The discussions I attended shared a common theme:
This was that the focus of testing needs to be on business goals rather than narrow requirements. The best requirements are those that have examples or tell a business story. However, we do need robust stories – throwaway stories do not serve this purpose.
When documenting our tests we can then keep in step with these examples along with our test data.
We would increase our credibility by dropping the name “testing” from some of our activities. For example, a “testing workshop” could be better described as a “specification workshop” and acceptance testing be renamed “business process documentation”. The value of both being their collaborative nature, i.e. with the other stakeholders.
Some of our terms are actually confusing. E.g. “continuous integration” – the emphasis is sometimes on functional aspects not just integration and rather than continuous they can be long tests e.g. 10 hours. We should use names that “create the right picture in people’s heads”. “Validating frequently” would be an example here.

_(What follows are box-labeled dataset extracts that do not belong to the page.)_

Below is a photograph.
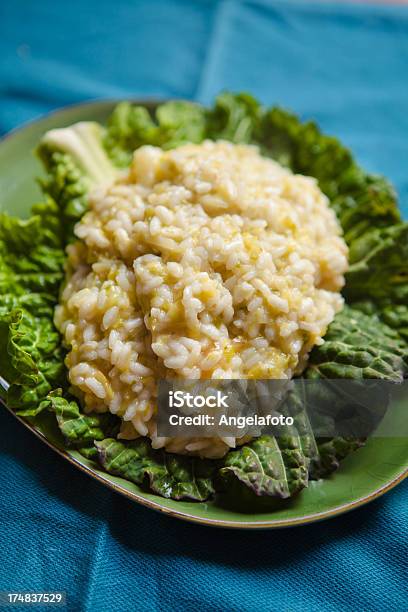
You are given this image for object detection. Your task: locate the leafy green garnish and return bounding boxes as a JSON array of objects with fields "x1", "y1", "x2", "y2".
[
  {"x1": 207, "y1": 92, "x2": 262, "y2": 143},
  {"x1": 219, "y1": 436, "x2": 308, "y2": 499},
  {"x1": 104, "y1": 100, "x2": 207, "y2": 168},
  {"x1": 344, "y1": 223, "x2": 408, "y2": 305},
  {"x1": 255, "y1": 108, "x2": 400, "y2": 244},
  {"x1": 95, "y1": 438, "x2": 216, "y2": 501},
  {"x1": 305, "y1": 306, "x2": 408, "y2": 382},
  {"x1": 0, "y1": 92, "x2": 408, "y2": 501},
  {"x1": 17, "y1": 389, "x2": 120, "y2": 447}
]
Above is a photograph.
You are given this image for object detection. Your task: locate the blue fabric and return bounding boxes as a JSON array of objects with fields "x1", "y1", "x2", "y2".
[{"x1": 0, "y1": 0, "x2": 408, "y2": 612}]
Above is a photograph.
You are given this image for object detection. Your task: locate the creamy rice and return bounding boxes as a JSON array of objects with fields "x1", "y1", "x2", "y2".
[{"x1": 55, "y1": 141, "x2": 347, "y2": 457}]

The tester challenge is thus to think from a business perspective. There is no IT challenge it is a business challenge. It is our job to make sure that the requirements match the business goals. The focus of our testing should be “the business process” not the “system”.
Regression testing has become an obsession because projects are dominated by rework. You don’t need automation if you get it right in the first place. “Refactoring is rework”. Just capturing large volumes of data can be useful for regression testing, but without examples it is difficult to know what is being “proved”.
The “code” is what the system does. So if we have example test cases that prove what the code does then we have living documentation of the system.
I have not attempted to cover everything that was said. The above is a brief summary of what I considered to be the salient points. I think the synthesis is that we need to build quality in from the start; we can’t test it in later.